The crisis we are living is multifaceted as it affects at least five (economic, financial, environmental, currency-related and wellbeing-related) dimensions. As such it requires solutions which address simultaneously the different sides of the problem. The economic system as it has been conceived so far (a sum of purely self-interested actions from individuals and companies which should be transformed into social optimum by the invisible hand of the market and the “visible hand” of benevolent, perfectly informed and not captured institutions) seems unable to solve the problem at stake due to three (anthropological, corporate and value) reductionisms which are at the root of the global financial crisis and erode the social capital which is a fundamental resource for its solution.
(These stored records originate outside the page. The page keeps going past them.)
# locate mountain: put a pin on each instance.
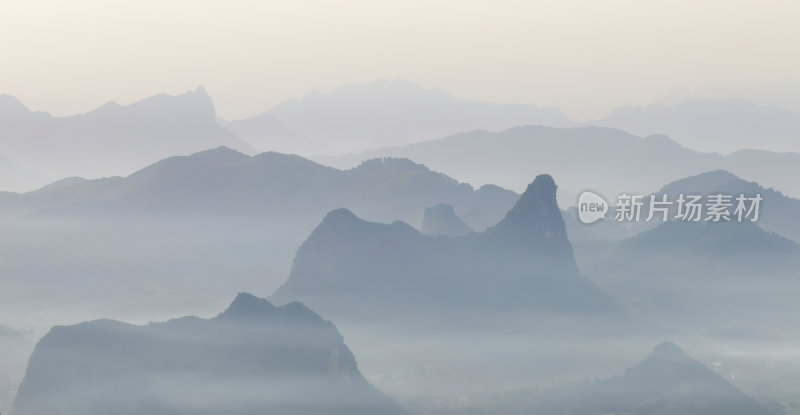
(15, 348)
(668, 382)
(112, 139)
(724, 277)
(158, 240)
(354, 118)
(253, 358)
(442, 220)
(615, 160)
(713, 125)
(265, 133)
(525, 262)
(222, 180)
(16, 178)
(784, 94)
(778, 212)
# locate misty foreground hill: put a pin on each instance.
(668, 382)
(159, 239)
(254, 358)
(525, 262)
(354, 118)
(602, 159)
(112, 139)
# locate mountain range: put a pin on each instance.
(253, 358)
(112, 139)
(524, 262)
(602, 159)
(356, 117)
(668, 382)
(713, 125)
(723, 277)
(158, 240)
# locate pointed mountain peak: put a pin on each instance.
(10, 105)
(200, 90)
(247, 306)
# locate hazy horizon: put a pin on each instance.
(251, 57)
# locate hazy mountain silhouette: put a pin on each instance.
(442, 220)
(525, 262)
(15, 349)
(714, 125)
(778, 213)
(383, 113)
(223, 180)
(112, 139)
(176, 226)
(16, 178)
(727, 276)
(265, 133)
(253, 358)
(607, 160)
(667, 382)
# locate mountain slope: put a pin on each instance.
(442, 220)
(16, 178)
(253, 358)
(159, 239)
(524, 262)
(723, 277)
(384, 113)
(667, 382)
(714, 125)
(777, 213)
(265, 133)
(112, 139)
(607, 160)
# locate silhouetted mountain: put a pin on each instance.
(15, 349)
(442, 220)
(177, 225)
(525, 262)
(253, 358)
(726, 276)
(778, 213)
(384, 113)
(667, 382)
(265, 133)
(15, 178)
(716, 125)
(112, 139)
(606, 160)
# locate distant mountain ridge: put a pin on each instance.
(668, 382)
(112, 139)
(178, 224)
(383, 113)
(524, 262)
(253, 358)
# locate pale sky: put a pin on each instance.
(69, 56)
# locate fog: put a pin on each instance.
(399, 208)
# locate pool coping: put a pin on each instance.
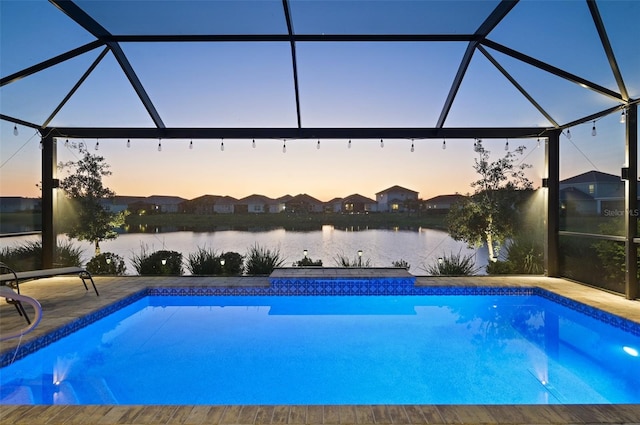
(344, 414)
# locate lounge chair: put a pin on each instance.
(16, 299)
(13, 278)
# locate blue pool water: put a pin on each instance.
(447, 349)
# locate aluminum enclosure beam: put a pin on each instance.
(296, 133)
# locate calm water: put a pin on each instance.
(286, 350)
(382, 247)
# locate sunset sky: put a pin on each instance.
(341, 85)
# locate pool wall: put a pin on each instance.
(317, 287)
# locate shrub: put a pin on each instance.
(204, 262)
(262, 261)
(233, 263)
(107, 263)
(159, 263)
(453, 265)
(28, 256)
(307, 262)
(343, 261)
(401, 264)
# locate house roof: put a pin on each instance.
(356, 197)
(445, 199)
(397, 188)
(592, 177)
(304, 198)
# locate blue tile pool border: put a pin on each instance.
(302, 287)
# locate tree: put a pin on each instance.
(83, 186)
(490, 214)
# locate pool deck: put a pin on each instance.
(64, 299)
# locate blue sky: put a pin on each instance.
(341, 84)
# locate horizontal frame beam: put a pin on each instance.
(290, 133)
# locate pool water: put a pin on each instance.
(448, 349)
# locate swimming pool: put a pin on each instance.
(446, 347)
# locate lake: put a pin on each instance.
(381, 247)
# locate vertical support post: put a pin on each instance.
(49, 183)
(631, 204)
(552, 204)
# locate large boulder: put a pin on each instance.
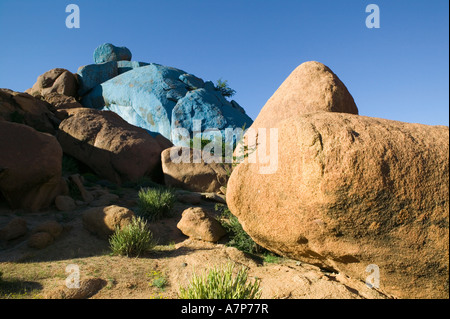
(91, 75)
(351, 191)
(182, 169)
(110, 146)
(161, 99)
(16, 228)
(25, 109)
(103, 221)
(30, 166)
(107, 52)
(311, 87)
(198, 224)
(57, 80)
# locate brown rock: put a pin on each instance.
(103, 221)
(65, 203)
(104, 200)
(76, 179)
(195, 177)
(88, 288)
(311, 87)
(198, 224)
(32, 166)
(25, 109)
(60, 101)
(52, 227)
(14, 229)
(188, 197)
(40, 240)
(110, 146)
(351, 191)
(57, 80)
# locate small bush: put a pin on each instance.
(223, 87)
(132, 240)
(238, 238)
(155, 203)
(157, 279)
(219, 283)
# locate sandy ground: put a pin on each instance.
(33, 273)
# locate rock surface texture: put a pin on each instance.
(311, 87)
(102, 221)
(25, 109)
(351, 191)
(155, 97)
(57, 80)
(109, 145)
(30, 166)
(181, 170)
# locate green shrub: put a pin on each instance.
(157, 279)
(155, 203)
(219, 283)
(238, 238)
(223, 87)
(132, 240)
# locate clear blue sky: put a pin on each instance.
(398, 72)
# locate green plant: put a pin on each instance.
(132, 240)
(271, 258)
(238, 238)
(223, 87)
(157, 279)
(155, 203)
(219, 283)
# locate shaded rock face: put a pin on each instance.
(109, 145)
(311, 87)
(57, 80)
(16, 228)
(187, 174)
(161, 99)
(198, 224)
(30, 166)
(25, 109)
(102, 221)
(351, 191)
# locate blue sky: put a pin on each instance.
(399, 71)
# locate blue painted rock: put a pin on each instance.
(125, 66)
(160, 98)
(94, 74)
(108, 52)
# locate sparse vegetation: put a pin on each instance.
(219, 283)
(132, 240)
(238, 238)
(157, 279)
(223, 87)
(155, 203)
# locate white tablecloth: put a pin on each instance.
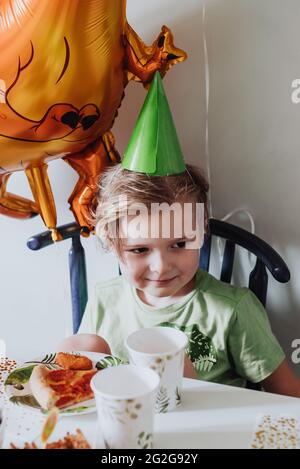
(211, 416)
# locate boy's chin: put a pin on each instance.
(160, 292)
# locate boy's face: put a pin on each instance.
(164, 263)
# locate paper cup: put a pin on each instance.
(125, 399)
(2, 425)
(162, 350)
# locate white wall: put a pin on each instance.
(254, 143)
(35, 308)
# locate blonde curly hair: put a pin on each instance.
(118, 184)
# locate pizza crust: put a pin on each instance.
(43, 393)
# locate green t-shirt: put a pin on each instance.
(230, 339)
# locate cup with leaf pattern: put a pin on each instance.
(162, 350)
(125, 400)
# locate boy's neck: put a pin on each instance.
(161, 302)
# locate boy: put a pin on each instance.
(230, 339)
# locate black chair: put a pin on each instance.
(267, 258)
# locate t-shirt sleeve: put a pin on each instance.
(254, 349)
(92, 317)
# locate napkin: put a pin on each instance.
(276, 432)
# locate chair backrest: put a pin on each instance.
(77, 266)
(266, 257)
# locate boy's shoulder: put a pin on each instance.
(210, 286)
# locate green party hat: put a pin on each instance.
(154, 147)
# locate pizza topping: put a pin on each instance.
(68, 361)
In this paper we outline how the emergence of the social/civil economy within a corporate “biodiversity” framework may provide a structural solution to it, giving fundamental contribution to the pursuit of sustainable development with high employment levels and social cohesion. The key difference in the new emerging paradigm is the hybridation of corporate and individual (consumer/investor) behavior. In the present paper we document how the shift in paradigm has already started since a significant minority of companies and citizens is progressively internalizing social environmental externalities in their choices, consistently with a mix of standard and longsighted self-interested behaviour and pro-social preferences.
In the paper we describe some features of the new actors of social/civil economy (old and new cooperative forms, impact investors, multistakeholder for profit companies, fair trade, SR investment funds and banking, etc.) and outline some key policy issues (tax rules, procurement rules, development of information intermediaries) which will be crucial to fully exploit the potential of the new paradigm.